I started to systematically convert the code to use a unicode sandwich. I admit it was harder than I expected, and made me think somewhat differently about the move to python3, and about how reasonable (or not) it is to develop in the common subset of python2 and python3 vs ditching python2 and moving fully to python3. It seems like at least parts of our (integration team) code will still have to run in python2 also in oVirt 4.4, so I guess we'll not have much choice :-)
Current patches are only for otopi and engine-setup, and are by no means thorough - I didn't check each and every open() call and similar ones. But it's enough for getting engine-setup finish successfully on both python2 and python3 (EL7 and Fedora 29), with some utf-8 inserted in relevant places of the input (for the plugins already handled).

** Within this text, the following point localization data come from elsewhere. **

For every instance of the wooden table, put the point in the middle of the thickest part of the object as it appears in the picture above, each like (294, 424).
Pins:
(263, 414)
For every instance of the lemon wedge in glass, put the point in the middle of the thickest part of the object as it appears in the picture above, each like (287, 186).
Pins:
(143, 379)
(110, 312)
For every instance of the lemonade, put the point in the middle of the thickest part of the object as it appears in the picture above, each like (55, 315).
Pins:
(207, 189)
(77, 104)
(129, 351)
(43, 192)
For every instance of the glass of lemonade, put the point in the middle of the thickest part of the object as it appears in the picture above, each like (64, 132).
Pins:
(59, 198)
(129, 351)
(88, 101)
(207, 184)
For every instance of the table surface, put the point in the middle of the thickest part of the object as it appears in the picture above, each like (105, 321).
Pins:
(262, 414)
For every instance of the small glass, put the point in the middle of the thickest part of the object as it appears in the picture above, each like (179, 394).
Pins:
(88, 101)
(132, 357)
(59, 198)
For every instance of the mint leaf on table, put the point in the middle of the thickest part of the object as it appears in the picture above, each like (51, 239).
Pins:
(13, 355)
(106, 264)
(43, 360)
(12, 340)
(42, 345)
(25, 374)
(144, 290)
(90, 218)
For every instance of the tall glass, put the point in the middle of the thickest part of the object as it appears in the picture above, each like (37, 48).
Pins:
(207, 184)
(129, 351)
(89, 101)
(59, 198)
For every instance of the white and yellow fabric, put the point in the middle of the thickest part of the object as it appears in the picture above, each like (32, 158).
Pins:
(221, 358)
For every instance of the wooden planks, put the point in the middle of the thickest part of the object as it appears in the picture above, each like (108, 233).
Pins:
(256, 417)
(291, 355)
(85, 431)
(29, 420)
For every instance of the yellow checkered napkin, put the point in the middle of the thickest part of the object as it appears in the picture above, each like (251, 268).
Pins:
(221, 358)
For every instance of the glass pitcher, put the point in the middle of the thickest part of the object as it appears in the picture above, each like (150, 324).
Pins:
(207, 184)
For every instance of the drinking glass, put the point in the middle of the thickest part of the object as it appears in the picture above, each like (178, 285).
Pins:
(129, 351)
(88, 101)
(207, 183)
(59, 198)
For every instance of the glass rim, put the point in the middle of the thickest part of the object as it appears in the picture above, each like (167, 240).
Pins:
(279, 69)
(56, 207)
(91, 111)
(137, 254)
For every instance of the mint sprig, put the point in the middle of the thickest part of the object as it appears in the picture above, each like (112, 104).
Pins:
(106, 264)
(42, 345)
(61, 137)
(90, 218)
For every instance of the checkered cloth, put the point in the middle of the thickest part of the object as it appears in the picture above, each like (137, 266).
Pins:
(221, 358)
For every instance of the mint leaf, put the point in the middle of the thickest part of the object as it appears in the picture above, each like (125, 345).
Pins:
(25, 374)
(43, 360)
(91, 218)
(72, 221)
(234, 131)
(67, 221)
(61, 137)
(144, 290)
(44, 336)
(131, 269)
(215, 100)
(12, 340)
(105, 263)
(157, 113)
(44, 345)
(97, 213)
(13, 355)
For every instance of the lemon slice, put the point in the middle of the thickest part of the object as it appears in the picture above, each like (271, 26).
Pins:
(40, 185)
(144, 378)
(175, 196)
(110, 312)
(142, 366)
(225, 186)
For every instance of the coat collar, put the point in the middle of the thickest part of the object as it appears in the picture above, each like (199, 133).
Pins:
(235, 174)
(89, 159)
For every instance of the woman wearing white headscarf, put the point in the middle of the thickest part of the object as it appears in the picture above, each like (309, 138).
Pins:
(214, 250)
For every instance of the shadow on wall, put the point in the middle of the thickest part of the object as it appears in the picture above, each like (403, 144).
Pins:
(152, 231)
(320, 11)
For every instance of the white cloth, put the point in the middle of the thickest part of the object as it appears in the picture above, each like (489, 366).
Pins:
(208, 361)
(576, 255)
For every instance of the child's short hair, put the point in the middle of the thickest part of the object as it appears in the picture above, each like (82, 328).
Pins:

I didn't bother trying non-utf-8 encodings. Perhaps I should, but it's not completely clear to me what's the best approach [2].
A universal solution when dealing with sys.argv which could contain file paths/names in various languages, would be selecting sys.getfilesystemencoding() for the encoding scheme instead of a hard coded 'utf-8' [3]. We've done something similar in sanlock python-c API for converting file-system paths into bytes, although it's in C, the principle of using the file-system default encoding applies there as well [4]. [3] https://stackoverflow.com/a/5113874 [4] https://pagure.io/sanlock/blob/master/f/python/sanlock.c#_76
Currently, you must have both otopi and engine updated to get things working. If there is demand, I might spend some time splitting/rebasing/etc to make it possible to update just one of them and only later the other, but not sure it's worth it.
I don't mind splitting/squashing if it makes reviews simpler, but I think the patches are ok as-is. These are the bottom patches of each stack:
otopi: https://gerrit.ovirt.org/102085
engine-setup: https://gerrit.ovirt.org/102934
[1] http://python-future.org/unicode_literals.html
[2] https://stackoverflow.com/questions/4012571/python-which-encoding-is-used-fo...
Thanks and best regards, -- Didi